A very good recipe for liver from ” Polska” by Zuza Zak. If you can, make the beetroot salad the day before so the flavours have time to meld.
Ingredients
For the Salad:
- 1/4 tsp salt
- 1/2 tsp caster sugar
- 1 tbsp red wine vinegar
- 1/2 tsp cumin seeds toasted
- 4 tbsps horseradish sauce
- 5 cooked beetroots peeled and roughly grated
For the liver:
- 50 g salted butter
- 1 shallot finely chopped
- 200 g lambs liver chopped in bite sized pieces
- 1 tbsp balsamic vinegar
- salt and white pepper to taste.
- ground black pepper
Servings:
Instructions
- Make the salad. Stir the sugar and salt into the vinegar until dissolved, then add the cumin seeds, reserving half a teaspoon to sprinkle, and the horseradish sauce. Pour over the cooked beetroot and mix well. Sprinkle over the reserved seeds. Refrigerate overnight or for as long as you can.
- Melt half the butter in a frying pan over a low heat and gently fry the shallot for about 20 minutes until the edges start to crisp. Remove from the pan.
- Add a knob of the remaining butter to the pan and fry the liver over a high heat for about 1 1/2 minutes on each side, shaking the pan occasionally.

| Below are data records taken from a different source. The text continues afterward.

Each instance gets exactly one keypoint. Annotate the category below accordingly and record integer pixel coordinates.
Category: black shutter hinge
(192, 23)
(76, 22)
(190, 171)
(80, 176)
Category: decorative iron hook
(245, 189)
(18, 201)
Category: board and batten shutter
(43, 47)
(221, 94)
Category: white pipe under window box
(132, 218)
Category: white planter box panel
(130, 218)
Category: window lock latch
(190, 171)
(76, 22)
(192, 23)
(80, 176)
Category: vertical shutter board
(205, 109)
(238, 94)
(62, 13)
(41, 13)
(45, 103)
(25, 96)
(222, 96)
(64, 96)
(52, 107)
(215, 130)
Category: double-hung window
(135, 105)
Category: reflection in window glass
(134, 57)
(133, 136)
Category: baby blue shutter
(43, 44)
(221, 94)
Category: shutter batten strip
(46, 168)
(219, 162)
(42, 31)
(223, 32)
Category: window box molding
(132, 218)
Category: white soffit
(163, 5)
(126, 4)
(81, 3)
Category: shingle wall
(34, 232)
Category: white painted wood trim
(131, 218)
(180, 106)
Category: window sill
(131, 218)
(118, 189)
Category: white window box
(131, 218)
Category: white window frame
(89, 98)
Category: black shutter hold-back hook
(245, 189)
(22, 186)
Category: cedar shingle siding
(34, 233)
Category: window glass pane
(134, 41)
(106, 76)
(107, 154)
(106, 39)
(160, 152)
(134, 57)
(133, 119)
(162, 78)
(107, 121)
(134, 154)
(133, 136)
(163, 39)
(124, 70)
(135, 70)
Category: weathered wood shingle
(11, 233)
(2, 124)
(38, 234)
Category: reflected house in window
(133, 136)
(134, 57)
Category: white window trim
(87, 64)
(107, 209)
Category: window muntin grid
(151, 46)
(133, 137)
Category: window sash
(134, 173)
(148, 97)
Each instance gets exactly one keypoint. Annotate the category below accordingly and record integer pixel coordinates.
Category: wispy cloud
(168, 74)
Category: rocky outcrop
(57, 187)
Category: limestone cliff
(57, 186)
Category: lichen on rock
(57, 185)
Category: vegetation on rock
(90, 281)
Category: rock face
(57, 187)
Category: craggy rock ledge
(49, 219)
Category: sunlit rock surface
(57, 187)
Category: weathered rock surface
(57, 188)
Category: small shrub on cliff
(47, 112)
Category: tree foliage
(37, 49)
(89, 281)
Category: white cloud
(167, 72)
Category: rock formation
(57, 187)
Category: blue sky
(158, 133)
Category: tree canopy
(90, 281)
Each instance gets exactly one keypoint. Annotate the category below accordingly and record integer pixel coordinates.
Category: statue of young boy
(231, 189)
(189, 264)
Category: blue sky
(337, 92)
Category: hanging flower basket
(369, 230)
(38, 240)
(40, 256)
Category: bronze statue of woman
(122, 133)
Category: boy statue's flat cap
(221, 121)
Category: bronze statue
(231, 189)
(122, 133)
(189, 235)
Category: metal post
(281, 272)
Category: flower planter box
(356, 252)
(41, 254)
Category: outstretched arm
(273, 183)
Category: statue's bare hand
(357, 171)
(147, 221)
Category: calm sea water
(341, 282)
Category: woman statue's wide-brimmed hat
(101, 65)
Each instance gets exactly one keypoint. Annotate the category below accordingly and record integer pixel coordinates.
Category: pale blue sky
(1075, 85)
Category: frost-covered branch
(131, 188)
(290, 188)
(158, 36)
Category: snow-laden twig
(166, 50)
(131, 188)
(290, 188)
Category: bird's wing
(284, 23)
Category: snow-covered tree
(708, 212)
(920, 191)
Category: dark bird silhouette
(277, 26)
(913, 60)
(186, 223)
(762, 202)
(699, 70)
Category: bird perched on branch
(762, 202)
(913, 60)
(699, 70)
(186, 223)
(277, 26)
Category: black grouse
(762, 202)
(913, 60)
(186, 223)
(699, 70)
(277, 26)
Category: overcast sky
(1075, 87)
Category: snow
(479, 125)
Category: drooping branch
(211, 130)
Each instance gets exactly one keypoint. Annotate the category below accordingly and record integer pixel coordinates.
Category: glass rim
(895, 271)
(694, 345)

- Return the shallot to the pan and fry together for no more than 30-40 seconds- you want the liver to remain pink in the middle.
- Remove the liver and shallot from the pan and allow them to rest for a few moments, covered, while you melt the remaining butter in the pan. Once its sizzling, add the vinegar and some freshly ground black pepper. Simmer to reduce slightly.
- Pour this sauce over the liver and serve immediately with the salad on the side and perhaps some crusty bread.